F. B.: Potenzialmente sì, a partire da un certo livello. Ma per esempio, una persona che non ha alcuna attività che la espone particolarmente, non corre praticamente nessun rischio. È la dose che fa il veleno.
Lo iodio 131 e lo stronzio 90 sono prodotti di fissione dei reattori nucleari o delle bombe atomiche. Ingerito o inalato, il primo può causare danni enormi nella tiroide dove si fissa. Le persone esposte devono assumere delle pastiglie di iodio non radioattivo per saturare questo organo ed evitare così che lo iodio 131 vi si installi.
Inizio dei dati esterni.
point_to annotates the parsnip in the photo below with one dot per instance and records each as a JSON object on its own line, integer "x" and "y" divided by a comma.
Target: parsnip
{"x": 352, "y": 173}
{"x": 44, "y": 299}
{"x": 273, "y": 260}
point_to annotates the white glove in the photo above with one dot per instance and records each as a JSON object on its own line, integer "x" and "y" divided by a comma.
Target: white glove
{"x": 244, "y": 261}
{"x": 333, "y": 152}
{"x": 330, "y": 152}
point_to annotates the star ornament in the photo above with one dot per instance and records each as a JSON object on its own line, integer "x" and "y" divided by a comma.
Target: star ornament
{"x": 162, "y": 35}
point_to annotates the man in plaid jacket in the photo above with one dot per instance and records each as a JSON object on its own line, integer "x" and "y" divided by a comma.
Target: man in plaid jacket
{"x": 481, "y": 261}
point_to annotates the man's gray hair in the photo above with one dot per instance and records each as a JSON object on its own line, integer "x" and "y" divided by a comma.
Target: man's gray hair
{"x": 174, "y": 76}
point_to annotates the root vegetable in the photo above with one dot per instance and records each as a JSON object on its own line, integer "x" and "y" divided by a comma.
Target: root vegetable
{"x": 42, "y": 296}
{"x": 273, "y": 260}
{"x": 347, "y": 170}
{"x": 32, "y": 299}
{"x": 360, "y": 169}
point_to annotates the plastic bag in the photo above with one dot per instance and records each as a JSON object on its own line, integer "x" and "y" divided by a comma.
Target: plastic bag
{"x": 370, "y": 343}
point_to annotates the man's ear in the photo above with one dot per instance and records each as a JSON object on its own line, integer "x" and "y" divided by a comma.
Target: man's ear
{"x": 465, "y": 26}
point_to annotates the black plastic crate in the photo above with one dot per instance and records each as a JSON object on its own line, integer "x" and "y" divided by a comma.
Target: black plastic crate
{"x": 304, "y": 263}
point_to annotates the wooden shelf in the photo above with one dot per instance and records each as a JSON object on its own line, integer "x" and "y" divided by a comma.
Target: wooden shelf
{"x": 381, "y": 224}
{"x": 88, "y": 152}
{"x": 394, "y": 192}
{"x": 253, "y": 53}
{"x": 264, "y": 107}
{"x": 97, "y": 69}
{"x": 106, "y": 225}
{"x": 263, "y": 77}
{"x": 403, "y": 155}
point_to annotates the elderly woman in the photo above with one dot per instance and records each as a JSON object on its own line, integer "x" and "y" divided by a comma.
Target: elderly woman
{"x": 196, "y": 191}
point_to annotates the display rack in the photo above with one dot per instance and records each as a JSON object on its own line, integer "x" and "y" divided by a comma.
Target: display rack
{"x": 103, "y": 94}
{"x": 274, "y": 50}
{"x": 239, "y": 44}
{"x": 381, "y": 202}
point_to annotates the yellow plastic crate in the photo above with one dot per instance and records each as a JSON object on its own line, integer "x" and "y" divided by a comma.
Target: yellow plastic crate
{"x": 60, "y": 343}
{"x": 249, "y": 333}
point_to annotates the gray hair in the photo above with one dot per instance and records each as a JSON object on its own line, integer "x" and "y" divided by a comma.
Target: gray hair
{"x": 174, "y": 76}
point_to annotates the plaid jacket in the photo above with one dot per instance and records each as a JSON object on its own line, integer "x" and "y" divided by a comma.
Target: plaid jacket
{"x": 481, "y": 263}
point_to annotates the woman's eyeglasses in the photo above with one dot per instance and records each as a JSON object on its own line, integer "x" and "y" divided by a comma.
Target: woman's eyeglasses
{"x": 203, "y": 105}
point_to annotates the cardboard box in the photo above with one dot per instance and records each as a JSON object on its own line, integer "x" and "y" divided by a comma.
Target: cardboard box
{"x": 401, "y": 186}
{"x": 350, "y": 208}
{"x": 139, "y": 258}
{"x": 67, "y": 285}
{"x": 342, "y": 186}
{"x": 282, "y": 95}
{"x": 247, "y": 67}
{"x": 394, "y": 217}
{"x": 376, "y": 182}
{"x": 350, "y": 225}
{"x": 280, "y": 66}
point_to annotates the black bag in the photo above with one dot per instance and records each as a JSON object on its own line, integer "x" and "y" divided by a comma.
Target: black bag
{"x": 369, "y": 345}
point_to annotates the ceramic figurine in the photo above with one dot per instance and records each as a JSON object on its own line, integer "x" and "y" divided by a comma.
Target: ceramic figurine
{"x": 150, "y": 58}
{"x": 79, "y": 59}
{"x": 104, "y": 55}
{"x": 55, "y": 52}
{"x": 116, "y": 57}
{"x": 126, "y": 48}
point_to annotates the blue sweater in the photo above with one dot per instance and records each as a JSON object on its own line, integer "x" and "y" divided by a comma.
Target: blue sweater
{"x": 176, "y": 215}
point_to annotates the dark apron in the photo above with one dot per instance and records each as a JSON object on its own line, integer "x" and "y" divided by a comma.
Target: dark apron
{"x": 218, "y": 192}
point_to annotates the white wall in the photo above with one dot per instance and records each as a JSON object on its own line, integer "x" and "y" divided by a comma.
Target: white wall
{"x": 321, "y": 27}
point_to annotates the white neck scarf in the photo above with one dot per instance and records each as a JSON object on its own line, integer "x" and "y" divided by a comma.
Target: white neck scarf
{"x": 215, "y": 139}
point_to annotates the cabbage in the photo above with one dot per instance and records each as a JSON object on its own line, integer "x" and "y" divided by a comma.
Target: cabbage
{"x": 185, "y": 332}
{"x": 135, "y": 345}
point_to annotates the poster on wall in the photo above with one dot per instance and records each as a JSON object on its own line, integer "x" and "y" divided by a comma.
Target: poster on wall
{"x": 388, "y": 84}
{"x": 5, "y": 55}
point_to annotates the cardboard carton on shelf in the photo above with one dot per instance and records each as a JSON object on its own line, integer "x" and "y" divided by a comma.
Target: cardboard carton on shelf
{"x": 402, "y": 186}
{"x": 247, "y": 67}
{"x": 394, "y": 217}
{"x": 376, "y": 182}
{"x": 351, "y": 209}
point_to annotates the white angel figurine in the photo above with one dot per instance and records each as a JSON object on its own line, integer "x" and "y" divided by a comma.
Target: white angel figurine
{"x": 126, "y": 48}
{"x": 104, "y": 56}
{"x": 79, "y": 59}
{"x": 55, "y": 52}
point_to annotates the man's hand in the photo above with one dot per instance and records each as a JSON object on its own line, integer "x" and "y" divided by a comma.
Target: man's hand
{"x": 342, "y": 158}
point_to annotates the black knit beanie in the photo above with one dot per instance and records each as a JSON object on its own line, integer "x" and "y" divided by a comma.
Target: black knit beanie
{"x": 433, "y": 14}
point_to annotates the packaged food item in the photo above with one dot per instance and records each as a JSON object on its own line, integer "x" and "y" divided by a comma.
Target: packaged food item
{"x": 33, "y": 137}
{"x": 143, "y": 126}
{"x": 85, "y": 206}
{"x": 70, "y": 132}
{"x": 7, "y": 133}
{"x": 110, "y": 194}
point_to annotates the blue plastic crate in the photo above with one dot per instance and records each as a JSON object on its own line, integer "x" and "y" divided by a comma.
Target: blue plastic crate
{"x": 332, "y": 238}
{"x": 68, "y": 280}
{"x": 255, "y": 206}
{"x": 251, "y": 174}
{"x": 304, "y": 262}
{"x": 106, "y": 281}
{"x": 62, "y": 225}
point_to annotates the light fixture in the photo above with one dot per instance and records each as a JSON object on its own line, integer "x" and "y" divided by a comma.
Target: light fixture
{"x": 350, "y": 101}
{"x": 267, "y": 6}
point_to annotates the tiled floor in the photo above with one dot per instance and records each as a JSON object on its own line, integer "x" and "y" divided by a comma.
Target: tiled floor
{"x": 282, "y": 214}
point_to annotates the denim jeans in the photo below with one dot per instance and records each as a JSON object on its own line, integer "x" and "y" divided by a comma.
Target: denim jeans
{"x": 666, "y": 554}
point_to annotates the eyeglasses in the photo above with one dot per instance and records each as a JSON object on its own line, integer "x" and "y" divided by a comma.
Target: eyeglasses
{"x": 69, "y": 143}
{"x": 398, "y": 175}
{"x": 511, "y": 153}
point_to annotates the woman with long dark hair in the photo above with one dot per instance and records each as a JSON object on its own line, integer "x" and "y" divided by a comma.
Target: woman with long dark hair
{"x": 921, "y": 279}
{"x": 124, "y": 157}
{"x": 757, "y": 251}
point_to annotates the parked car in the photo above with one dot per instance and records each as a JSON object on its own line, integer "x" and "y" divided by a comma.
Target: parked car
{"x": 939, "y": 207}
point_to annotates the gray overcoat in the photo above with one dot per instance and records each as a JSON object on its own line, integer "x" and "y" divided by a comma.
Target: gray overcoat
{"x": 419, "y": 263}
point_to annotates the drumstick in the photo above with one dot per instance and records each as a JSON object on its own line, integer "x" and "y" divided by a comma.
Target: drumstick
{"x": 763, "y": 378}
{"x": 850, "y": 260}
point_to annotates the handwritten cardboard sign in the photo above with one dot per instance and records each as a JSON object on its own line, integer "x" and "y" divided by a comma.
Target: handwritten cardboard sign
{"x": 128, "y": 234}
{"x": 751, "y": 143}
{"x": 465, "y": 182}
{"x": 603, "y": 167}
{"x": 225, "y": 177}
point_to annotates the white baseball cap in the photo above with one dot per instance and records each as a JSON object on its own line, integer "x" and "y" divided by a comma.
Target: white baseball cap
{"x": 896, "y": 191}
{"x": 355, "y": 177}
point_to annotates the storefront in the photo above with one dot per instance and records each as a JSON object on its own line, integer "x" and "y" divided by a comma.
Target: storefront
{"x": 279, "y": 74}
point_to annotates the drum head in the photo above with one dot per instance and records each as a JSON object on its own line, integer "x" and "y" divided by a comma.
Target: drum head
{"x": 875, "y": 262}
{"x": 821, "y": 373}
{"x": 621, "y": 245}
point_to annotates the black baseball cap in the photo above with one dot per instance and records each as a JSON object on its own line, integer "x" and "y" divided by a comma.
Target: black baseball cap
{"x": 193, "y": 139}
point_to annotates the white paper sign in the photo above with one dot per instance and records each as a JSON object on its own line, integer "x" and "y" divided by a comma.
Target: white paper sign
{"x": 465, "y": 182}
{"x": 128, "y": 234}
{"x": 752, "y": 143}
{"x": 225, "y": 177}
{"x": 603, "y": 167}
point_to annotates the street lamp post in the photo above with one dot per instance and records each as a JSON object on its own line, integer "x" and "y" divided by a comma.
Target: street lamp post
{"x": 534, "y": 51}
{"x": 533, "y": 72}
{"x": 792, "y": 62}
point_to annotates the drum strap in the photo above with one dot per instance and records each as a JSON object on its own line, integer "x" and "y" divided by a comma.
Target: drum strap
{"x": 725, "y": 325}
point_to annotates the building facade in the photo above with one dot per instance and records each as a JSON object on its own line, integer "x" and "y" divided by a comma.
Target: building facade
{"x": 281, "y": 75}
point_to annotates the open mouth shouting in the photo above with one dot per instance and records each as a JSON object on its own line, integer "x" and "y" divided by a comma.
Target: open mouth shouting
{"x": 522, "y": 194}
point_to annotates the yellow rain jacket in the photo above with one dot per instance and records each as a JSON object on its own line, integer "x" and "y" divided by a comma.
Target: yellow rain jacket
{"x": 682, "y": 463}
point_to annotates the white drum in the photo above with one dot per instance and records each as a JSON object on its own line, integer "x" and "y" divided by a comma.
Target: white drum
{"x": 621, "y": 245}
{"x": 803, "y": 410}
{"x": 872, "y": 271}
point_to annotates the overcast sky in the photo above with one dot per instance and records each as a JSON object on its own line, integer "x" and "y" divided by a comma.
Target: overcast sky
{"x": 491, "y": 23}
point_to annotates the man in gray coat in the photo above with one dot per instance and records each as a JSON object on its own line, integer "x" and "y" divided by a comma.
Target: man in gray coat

Ingerito, lo stronzio 90 è ugualmente nefasto perché si fissa nelle ossa. Si tratta di un prodotto di fissione proveniente dai test nucleari atmosferici e da Chernobyl.
Quanto a torio e uranio, provengono dalla radioattività naturale. Ma non per questo sono meno dannosi.
La materia è composta di atomi formati da un nucleo intorno al quale gravitano degli elettroni. Nel nucleo si trovano dei protoni (in numero equivalente a quello degli elettroni) e dei neutroni.
Ogni elemento ha un numero specifico di protoni e elettroni. Si va dall’idrogeno (un protone e un elettrone) all’uranio (92 protoni e 92 elettroni).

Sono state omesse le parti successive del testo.